Curtis Nutter

Assistant Professor of Biochemistry

Biochemistry,

Research Emphasis

Co/post-transcriptional regulation of gene expression by alternative RNA processing is a highly regulated and complex process that exponentially increases the repertoire and dynamic control of gene products. Disrupted RNA processing is implicated in many human diseases, in particular neurological disorders. Alternative RNA processing is regulated by developmental and tissue specific RNA binding proteins (RBPs) which influence core RNA processing machinery. My group studies these regulatory interactions involved in co/post-transcriptional control of neurological development and cell membrane transport/secretion. We characterize these mechanisms using cutting edge RNA sequencing technology, single-molecule RNA detection, mass-spectroscopy, and CRISPR techniques to address our hypotheses in primary cell lines, patient samples, and animal model systems. This work will advance development of novel clinically relevant biomarkers and therapeutic paradigms for rare genetic and neurological disorders.

Research Interests

• Advance understanding of rare, genetic neurological disorders
• Regulation of cerebrospinal fluid content in health and disease
• Develop novel, pre-clinical biomarker and therapeutic paradigms

Education

PhD 2017 Biochemistry and Molecular Biology – University of Texas Medical Branch, Galveston, TX
BS 2011 Biochemistry and Molecular Biology – Oklahoma State University, Stillwater, OK

Selected Publications

Nutter CA, Bubenik JL, Oliveira R, Ivankovic F, Sznajder ŁJ, Kidd BM, et al. Cell-type-specific dysregulation of RNA alternative splicing in short tandem repeat mouse knockin models of myotonic dystrophy. Genes Dev. 2019 Dec 1;33(23–24):1635–40.

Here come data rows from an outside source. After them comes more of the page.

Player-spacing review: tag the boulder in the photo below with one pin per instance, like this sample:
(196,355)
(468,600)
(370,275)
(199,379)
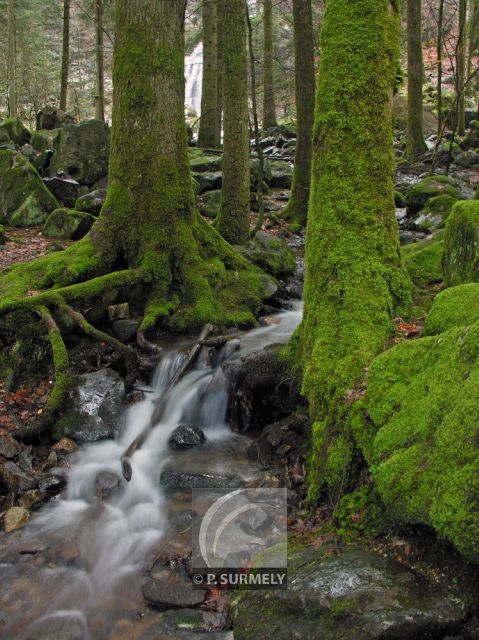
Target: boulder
(94,407)
(82,151)
(186,436)
(359,595)
(91,202)
(261,390)
(418,195)
(461,244)
(24,199)
(68,224)
(65,190)
(270,253)
(417,427)
(17,131)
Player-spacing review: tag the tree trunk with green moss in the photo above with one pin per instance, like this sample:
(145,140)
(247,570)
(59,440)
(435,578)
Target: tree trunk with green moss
(297,207)
(354,279)
(415,144)
(208,133)
(269,103)
(233,220)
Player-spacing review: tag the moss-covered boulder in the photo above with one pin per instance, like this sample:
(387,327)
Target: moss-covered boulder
(17,131)
(461,244)
(82,151)
(423,260)
(270,254)
(419,194)
(454,307)
(418,428)
(24,199)
(68,224)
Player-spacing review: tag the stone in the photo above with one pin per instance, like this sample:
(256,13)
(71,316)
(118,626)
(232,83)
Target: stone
(186,480)
(15,518)
(186,436)
(359,595)
(94,407)
(65,190)
(91,202)
(67,224)
(16,130)
(82,151)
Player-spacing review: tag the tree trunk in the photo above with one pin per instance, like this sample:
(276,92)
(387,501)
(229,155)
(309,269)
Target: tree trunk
(208,133)
(99,78)
(297,207)
(354,279)
(440,39)
(12,61)
(461,68)
(416,145)
(233,221)
(65,55)
(269,107)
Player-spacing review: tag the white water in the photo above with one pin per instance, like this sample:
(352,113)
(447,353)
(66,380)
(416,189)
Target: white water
(110,542)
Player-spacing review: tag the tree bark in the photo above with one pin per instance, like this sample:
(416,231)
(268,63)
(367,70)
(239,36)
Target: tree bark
(12,61)
(297,207)
(354,279)
(415,144)
(269,106)
(100,76)
(233,221)
(461,68)
(65,55)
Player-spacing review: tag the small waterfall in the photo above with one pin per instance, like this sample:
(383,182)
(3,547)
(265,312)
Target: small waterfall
(97,549)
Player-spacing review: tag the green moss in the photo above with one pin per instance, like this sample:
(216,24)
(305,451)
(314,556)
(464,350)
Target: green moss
(418,428)
(354,279)
(461,244)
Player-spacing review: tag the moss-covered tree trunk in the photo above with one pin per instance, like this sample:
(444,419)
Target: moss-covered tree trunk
(269,103)
(297,207)
(11,61)
(354,279)
(233,221)
(415,71)
(208,133)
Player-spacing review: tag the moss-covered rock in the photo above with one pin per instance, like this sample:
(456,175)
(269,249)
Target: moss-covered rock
(24,199)
(68,224)
(270,254)
(461,244)
(418,427)
(17,131)
(454,307)
(82,151)
(419,194)
(423,260)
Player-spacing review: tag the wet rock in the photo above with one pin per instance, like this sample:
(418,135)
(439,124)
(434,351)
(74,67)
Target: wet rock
(172,594)
(187,480)
(9,447)
(186,436)
(359,595)
(94,407)
(106,483)
(261,391)
(15,518)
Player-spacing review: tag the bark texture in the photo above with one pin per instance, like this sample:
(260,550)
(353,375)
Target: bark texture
(269,104)
(297,207)
(208,133)
(415,133)
(354,279)
(233,221)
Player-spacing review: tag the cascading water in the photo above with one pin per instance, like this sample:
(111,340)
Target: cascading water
(82,557)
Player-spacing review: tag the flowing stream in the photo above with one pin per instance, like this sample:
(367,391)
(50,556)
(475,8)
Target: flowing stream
(74,572)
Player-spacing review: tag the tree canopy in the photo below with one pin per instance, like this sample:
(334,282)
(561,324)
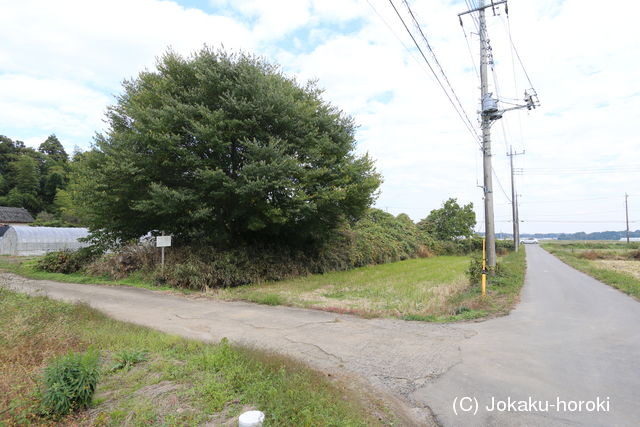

Nutter CA, Kidd BM, Carter HA, Hamel JI, Mackie PM, Kumbkarni N, et al. Choroid plexus mis-splicing and altered cerebrospinal fluid composition in myotonic dystrophy type 1. Brain. 2023 Oct 3;146(10):4217–32.

Nutter CA, Jaworski EA, Verma SK, Deshmukh V, Wang Q, Botvinnik OB, et al. Dysregulation of RBFOX2 Is an Early Event in Cardiac Pathogenesis of Diabetes. Cell Rep. 2016 Jun 7;15(10):2200–13.

Sznajder ŁJ, Scotti MM, Shin J, Taylor K, Ivankovic F, Nutter CA, et al. Loss of MBNL1 induces RNA misprocessing in the thymus and peripheral blood. Nat Commun. 2020 Apr 24;11(1):2022.

Batra R, Nelles DA, Roth DM, Krach F, Nutter CA, Tadokoro T, et al. The sustained expression of Cas9 targeting toxic RNAs reverses disease phenotypes in mouse models of myotonic dystrophy type 1. Nat Biomed Eng. 2021 Feb;5(2):157–68.